SRA acknowledges need to speed up investigations into solicitors

SRA HQ: More resources going into enforcement work

The Solicitors Regulation Authority (SRA) is introducing tougher targets for its investigators in a bid to reduce delays in processing complaints about solicitors.

Chief executive Paul Philip acknowledged this week that more serious cases were taking too long.

Some 11,000 complaints go through the first-stage assessment and early resolution team (AERT) a year and, from July, a new key performance indicator (KPI) will be that 80% of its decisions should be reached within two months of a new complaint being received.

This will require a significant improvement – in the last year, the figure was 59%.

A paper before this month’s meeting of the SRA board said this “should be achievable once the changes we have recently made to the AERT process begin to show results”.

These include a reduction in work-in-progress levels, improved training and guidance for staff, and a “more efficient allocation process”.

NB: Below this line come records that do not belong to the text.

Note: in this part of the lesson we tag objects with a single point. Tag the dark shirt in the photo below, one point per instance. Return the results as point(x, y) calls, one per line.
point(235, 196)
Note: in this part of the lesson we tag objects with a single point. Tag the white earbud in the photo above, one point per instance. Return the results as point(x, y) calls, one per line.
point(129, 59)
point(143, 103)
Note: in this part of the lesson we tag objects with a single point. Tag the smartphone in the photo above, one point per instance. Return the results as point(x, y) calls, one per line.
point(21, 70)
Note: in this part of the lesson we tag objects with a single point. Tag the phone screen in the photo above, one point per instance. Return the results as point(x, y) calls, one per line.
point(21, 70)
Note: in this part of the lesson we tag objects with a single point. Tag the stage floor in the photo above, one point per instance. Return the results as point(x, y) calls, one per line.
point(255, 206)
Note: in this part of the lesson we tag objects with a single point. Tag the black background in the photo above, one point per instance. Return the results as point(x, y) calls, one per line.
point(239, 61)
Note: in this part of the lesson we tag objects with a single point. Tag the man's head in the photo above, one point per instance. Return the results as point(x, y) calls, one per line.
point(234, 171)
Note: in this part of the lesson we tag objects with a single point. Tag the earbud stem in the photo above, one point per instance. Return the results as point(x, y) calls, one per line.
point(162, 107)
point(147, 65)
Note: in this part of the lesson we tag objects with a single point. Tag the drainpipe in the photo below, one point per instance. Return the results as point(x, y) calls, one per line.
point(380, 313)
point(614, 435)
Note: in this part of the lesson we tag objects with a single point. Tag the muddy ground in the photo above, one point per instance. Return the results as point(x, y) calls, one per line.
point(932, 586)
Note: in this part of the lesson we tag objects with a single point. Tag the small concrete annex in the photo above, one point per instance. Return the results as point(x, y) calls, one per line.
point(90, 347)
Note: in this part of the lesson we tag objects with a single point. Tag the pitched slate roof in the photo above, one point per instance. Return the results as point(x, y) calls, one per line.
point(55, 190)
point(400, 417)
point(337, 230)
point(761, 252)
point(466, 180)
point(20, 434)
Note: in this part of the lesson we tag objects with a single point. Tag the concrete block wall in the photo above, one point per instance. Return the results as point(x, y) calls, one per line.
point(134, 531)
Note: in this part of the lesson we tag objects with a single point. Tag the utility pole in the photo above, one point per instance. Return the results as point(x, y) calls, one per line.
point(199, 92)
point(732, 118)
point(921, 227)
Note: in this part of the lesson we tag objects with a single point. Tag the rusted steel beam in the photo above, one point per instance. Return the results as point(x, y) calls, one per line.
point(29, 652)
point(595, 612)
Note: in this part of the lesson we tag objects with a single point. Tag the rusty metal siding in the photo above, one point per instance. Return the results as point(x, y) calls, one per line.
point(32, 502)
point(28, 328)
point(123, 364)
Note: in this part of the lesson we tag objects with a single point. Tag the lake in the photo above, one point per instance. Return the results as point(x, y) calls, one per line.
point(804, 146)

The regulator also hopes to see improvements from new online material for complainants, including information on the types of issues the SRA can and cannot deal with and an improved complaint form.

The board heard that around 80% of complaints that went forward for a full investigation concluded with no further action.

“Investing time at the AERT stage can help reduce the number of cases that fall into this category and can bring forward the point at which we can make and communicate our decision.”

Some 1,800 cases last year went on to a full investigation and another new KPI will be that 70% of these should be concluded within 10 months, against the current figure of 59%.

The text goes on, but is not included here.